The visa is 5 years with 180-day permitted stays per entry. You can re-enter every 180 days and refresh your stay, or extend each entry by an additional 180 days inside Thailand. This means you can stay up to 360 days on a single entry before you need to exit.
Spanish Software Developer Income Documentation — What Thai Embassies Actually Want
Thai immigration does not ask for a Spanish equivalent of a W-2 form. W-2s are purely a US tax document. Spain doesn't issue them.
Instead, Thai embassies evaluating Spanish developers look for these specific documents in this priority order:
1. Employment Contract (Contrato de Trabajo) — Primary Document
Your employment contract is the anchor document. It must be the original signed contract or a certified copy from your employer's HR department. The contract must explicitly state that remote work is permitted. If your contract is silent on remote work, or if it says work must be performed at an office location, this creates a red flag for Thai immigration.
The language of the contract matters. A contract that says "trabajo en remoto" (remote work) or "teletrabajo" (telework) is ideal. A vague contract that just lists job duties without mentioning work location requires supplementary documentation to prove remote work is permitted.
The contract must show:
- Your full legal name exactly as it appears on your passport
- Your employer's full legal name and business registration details (Razón Social)
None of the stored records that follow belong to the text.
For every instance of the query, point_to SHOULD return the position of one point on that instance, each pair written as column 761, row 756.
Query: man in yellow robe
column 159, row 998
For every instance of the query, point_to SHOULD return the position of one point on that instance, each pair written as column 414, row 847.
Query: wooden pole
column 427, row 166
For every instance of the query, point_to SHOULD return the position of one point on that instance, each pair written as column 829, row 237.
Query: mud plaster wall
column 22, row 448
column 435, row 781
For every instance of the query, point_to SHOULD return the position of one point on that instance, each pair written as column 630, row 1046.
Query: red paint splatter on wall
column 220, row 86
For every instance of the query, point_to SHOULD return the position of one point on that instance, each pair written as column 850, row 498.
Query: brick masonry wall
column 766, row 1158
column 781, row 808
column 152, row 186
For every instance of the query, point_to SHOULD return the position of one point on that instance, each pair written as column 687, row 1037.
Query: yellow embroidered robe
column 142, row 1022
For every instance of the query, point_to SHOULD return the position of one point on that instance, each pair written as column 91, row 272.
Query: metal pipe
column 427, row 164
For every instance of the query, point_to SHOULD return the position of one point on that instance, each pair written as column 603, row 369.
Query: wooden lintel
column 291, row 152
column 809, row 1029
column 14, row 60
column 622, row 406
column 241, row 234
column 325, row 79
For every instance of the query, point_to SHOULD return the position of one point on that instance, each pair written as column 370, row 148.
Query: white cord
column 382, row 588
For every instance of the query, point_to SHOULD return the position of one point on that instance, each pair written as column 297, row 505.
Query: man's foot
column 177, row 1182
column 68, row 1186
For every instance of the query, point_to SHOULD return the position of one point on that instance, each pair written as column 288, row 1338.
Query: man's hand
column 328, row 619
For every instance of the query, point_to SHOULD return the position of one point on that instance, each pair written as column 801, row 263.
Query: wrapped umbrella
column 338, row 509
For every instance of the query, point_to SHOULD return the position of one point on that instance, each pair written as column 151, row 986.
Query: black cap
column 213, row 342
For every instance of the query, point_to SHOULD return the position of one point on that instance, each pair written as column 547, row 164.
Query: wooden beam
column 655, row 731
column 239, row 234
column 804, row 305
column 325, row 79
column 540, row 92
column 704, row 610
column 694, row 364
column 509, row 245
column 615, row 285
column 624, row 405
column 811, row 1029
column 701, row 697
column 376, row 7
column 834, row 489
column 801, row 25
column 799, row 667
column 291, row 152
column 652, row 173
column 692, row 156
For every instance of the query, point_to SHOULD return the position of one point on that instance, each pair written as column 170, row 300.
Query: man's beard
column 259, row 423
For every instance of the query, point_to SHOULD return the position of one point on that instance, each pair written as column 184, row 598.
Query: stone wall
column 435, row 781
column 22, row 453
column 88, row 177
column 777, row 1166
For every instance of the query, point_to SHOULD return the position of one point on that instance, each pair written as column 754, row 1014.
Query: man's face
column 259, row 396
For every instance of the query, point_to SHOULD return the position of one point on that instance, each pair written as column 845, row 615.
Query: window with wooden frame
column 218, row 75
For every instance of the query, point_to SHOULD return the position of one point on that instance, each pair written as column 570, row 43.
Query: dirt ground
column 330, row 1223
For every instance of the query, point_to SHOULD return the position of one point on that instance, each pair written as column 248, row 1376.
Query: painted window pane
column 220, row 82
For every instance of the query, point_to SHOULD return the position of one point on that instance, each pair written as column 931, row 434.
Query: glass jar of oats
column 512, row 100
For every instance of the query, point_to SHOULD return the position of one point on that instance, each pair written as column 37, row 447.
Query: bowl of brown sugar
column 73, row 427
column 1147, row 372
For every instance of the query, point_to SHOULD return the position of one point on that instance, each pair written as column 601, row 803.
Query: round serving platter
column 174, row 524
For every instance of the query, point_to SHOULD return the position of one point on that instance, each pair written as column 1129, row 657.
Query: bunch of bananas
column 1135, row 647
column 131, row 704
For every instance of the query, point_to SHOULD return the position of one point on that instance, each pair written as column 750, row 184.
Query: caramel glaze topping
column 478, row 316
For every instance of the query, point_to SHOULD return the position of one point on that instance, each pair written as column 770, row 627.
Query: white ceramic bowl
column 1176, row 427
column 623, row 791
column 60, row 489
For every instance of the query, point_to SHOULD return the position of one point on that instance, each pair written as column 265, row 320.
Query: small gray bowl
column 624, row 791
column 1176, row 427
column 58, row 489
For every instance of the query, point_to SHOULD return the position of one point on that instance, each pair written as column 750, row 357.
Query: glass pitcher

- Job title and job duties
- Explicit permission for remote work (either in the contract or supplemented with an HR letter)
- Monthly salary amount in EUR
- Start date and (if applicable) end date
- Wet signatures from both you and an authorized company representative
If your current contract is older (more than 2 years) and doesn't mention remote work because it was originally signed as an in-office role, get a supplementary letter from your HR department on company letterhead confirming that you now work fully remotely and that this arrangement is approved for the duration of your stay in Thailand. Thai embassies accept these HR letters as proof of remote work permission even if the original contract doesn't mention it.
2. Pay Stubs (Nóminas) — 3–6 Months
Spanish companies issue monthly pay stubs called nóminas. These are the Spanish equivalent of US pay stubs. They show gross salary, tax withholdings (IRPF — Impuesto sobre la Renta de las Personas Físicas), social security contributions (Seguridad Social), and net pay deposited to your account.
Provide the most recent 3–6 months of nóminas. Each payslip must be on official company letterhead with the company's tax identification number (NIF) and stamped or digitally signed by the HR or accounting department.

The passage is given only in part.